Нет ничего в бою страшнее, чем быть рядом со своими, видеть, как они гибнут, и не иметь возможности им помочь... Что пережили дружинники в роще, знали только они сами. Теперь они были самой яростью, их нельзя было победить - можно было только убить... Отступить они бы не смогли.
Натиск был таким неожиданным и страшным, что несколько рядов татар было смято, а остальные начали пятиться, а потом и отступать.
Хрипло кричали татарские воины, но их крики уже никого не пугали. Закинув за спины щиты, прижимаясь к гривам коней, многие бросились наутек...
10
"Тогда князь полки поганых вспять поворотил и начал их бити гораздо... Князи их подаша с коней. Трупы татарскими ноля насеяша, а кровию потекли реки... И отскочи поганый Мамай серым волком от своея дружины..."
"И стал великий князь Дмитрий Иванович с своим братом с князем Владимиром Андреевичем и со остальными своими воеводами на костях на поле Куликовом на речке Непрядве:
"Грозно бо и жалостно, брате, в то время посмотрети, иже лежат трупи крестьянские аки сенные стоги, а Дон река три дня кровию текла..."
Выписки эти были из "Задонщины", автор явно подражал безвестному воину-поэту, создателю "Слова о полку Игореве". Видимо, и в войске Дмитрия был могучий поэт, но погиб, защищая отчую землю.
Почему же битва была такой жестокой, такой кровопролитной?
Князь Дмитрий хотел не просто победить войско Мамая - бой шел на уничтожение. И в Азии, и в Европе битвы часто кончались бегством побежденных, которым победители давали "золотой мост". Здесь было все по-другому: полк Боброка гнал остатки татарского войска тридцать верст - до реки Красная Меча. Через реку сумели переправиться лишь немногие татары и Мамай с остатками свиты. Остальные все были перебиты. Лишь тех, кто сдавался в плен, и раненых русские воины не убивали.
Ярко сказано в одной из летописей:
"Гнаша их до реки до Мечи, и тако множество их избиша, а друзии погрязоша в воде и потонуша..."
От отца я слыхивал, что новгородцы и псковичи стояли на правом фланге, почти целиком составили полк Правой руки.
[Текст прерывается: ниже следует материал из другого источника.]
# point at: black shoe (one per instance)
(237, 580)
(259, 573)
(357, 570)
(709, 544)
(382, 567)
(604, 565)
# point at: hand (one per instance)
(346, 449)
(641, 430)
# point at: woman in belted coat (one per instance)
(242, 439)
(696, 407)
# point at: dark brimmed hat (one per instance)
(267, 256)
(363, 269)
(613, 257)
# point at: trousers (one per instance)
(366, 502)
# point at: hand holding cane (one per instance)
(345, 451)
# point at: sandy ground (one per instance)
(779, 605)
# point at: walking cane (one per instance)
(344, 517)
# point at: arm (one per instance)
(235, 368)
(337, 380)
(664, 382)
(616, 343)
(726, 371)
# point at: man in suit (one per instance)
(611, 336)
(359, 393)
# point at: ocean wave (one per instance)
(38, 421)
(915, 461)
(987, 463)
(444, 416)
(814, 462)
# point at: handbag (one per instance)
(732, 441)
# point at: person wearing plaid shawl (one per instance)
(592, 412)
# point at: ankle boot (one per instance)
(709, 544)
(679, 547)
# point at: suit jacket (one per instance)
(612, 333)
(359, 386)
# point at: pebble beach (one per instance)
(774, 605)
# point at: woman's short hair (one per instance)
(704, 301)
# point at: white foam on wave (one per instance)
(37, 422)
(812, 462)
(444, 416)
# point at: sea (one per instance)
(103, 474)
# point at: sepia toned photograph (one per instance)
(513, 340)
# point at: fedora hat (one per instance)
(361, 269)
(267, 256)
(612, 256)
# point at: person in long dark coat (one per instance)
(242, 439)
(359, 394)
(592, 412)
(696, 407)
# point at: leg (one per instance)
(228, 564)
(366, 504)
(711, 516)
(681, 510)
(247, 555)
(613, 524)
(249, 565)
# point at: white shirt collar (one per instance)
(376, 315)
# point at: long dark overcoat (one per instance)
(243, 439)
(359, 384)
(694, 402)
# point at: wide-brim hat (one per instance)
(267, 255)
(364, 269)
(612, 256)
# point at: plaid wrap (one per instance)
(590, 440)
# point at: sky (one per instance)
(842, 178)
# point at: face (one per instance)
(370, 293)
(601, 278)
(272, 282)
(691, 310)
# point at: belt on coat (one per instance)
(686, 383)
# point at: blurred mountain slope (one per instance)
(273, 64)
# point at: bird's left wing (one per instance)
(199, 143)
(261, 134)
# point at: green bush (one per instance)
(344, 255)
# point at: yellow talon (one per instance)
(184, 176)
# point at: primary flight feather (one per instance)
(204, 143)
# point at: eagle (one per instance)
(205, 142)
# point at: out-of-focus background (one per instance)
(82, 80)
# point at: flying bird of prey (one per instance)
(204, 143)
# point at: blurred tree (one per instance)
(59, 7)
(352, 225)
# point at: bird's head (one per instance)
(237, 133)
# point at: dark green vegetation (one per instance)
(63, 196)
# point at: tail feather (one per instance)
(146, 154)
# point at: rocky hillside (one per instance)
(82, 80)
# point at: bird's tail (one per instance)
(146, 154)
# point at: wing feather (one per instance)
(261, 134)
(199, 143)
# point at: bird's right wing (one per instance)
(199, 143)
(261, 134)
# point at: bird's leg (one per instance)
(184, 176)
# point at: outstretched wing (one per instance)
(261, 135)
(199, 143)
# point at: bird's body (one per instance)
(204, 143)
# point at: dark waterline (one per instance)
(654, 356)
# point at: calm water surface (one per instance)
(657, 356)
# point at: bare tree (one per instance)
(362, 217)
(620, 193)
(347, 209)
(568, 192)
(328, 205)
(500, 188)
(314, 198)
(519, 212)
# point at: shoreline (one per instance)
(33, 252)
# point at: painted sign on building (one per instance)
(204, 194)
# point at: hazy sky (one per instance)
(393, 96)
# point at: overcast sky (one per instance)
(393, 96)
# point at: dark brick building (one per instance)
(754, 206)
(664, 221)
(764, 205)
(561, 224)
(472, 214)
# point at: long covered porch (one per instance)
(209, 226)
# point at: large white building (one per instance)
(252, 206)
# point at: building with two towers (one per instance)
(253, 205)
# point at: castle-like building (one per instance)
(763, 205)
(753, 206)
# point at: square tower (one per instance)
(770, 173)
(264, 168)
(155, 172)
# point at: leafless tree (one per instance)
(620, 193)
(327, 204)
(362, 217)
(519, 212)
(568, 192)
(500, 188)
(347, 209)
Полк этот не дрогнул.
В самом низу карты голубым шнурком вилась Красная Меча, было приписано: "От Куликового поля до Мечи - около пятидесяти километров".
Карта говорила о том, что князь Дмитрий был великолепным полководцем. Из книг я знал, что сам Дмитрий, передав свои богатые доспехи боярину Михаилу Бренку, занял место в
Передовом полку...
В тетради красным карандашом была записана древняя песня:
Коковать буду, горюша, по околенке,
Как несчастная кокоша в сыром бору.
На подсушной сижу на деревиночке,
Я на горькой сижу на осиночке...
Про арбалеты сказано было кратко, но я не сомневался, что псковичи и новгородцы пришли на Дон и Непрядву с тяжелыми арбалетами. А у татар были только луки.
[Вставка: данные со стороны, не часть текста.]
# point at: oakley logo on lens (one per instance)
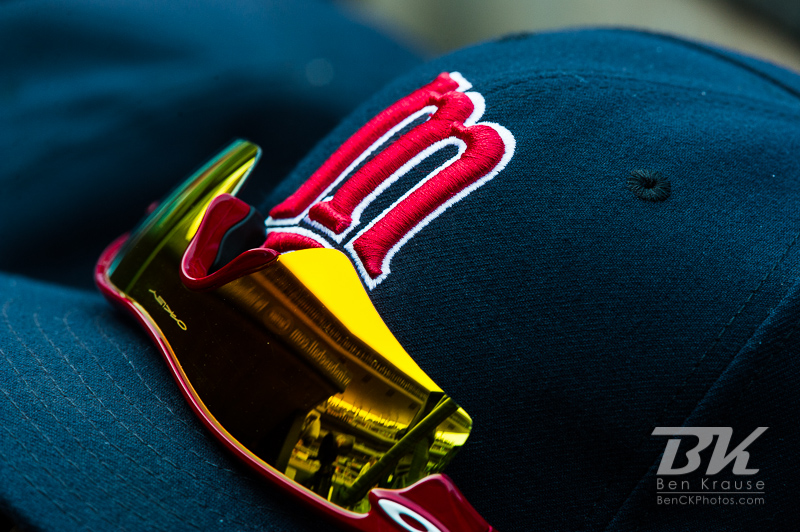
(400, 514)
(163, 304)
(705, 435)
(326, 211)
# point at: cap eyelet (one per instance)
(649, 185)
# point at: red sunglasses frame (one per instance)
(433, 504)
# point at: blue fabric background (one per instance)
(565, 314)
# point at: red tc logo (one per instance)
(326, 210)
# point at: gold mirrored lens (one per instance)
(292, 363)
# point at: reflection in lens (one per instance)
(327, 398)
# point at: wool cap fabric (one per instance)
(631, 265)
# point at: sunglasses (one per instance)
(286, 361)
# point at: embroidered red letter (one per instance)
(484, 149)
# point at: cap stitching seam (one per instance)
(577, 76)
(63, 393)
(39, 399)
(134, 433)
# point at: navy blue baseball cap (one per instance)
(102, 104)
(593, 247)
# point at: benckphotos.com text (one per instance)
(709, 492)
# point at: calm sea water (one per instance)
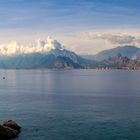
(72, 105)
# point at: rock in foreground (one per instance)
(9, 129)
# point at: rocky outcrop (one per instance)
(9, 129)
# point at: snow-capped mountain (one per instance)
(47, 53)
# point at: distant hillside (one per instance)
(48, 54)
(128, 51)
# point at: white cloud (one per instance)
(40, 46)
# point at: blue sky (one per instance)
(28, 19)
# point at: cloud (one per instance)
(39, 46)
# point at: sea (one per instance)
(72, 104)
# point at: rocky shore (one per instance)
(9, 129)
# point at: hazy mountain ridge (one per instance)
(128, 51)
(50, 54)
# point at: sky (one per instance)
(84, 26)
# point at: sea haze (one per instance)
(72, 104)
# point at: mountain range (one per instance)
(50, 54)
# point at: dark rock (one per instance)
(12, 124)
(9, 129)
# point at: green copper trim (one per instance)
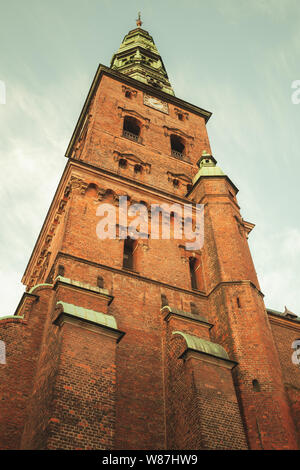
(83, 285)
(17, 317)
(39, 285)
(90, 315)
(207, 167)
(139, 58)
(202, 345)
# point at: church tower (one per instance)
(123, 343)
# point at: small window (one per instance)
(192, 264)
(194, 308)
(129, 246)
(177, 146)
(256, 386)
(122, 163)
(164, 300)
(2, 353)
(131, 128)
(61, 270)
(138, 168)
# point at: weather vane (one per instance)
(139, 21)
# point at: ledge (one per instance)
(202, 345)
(84, 286)
(186, 315)
(99, 319)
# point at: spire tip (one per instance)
(138, 21)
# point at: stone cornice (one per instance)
(136, 275)
(103, 70)
(284, 321)
(235, 283)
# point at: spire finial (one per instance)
(138, 21)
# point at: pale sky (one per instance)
(235, 58)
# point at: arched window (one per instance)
(164, 300)
(2, 353)
(129, 246)
(177, 146)
(61, 270)
(192, 264)
(256, 386)
(131, 128)
(194, 308)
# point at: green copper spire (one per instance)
(139, 58)
(207, 167)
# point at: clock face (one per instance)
(156, 103)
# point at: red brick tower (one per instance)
(144, 344)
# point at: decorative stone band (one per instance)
(88, 319)
(170, 311)
(206, 350)
(83, 285)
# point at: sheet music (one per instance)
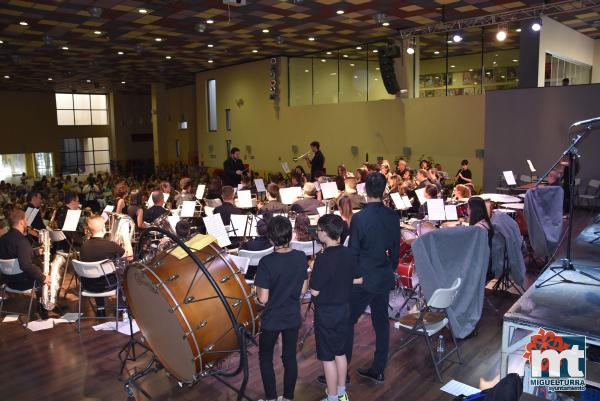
(30, 214)
(216, 228)
(200, 191)
(360, 188)
(451, 213)
(240, 225)
(245, 199)
(421, 195)
(288, 195)
(509, 177)
(107, 209)
(260, 185)
(435, 209)
(329, 190)
(72, 220)
(188, 208)
(398, 202)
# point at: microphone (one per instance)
(590, 122)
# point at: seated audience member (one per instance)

Князь Дмитрий был мудрым воином и уже в битве на Воже поставил свое войско за рекой. Причем не на самом берегу, а шагах в сорока от него. При стрельбе из луков тем выше успех, чем ближе противник, стрелять татаро-монголам пришлось издали, а когда войско перешло реку, началась сшибка и луки оказались бесполезными...
11
- Мама, - попросил вечером Антон, - расскажи про старое, про нашу деревню, про Поле...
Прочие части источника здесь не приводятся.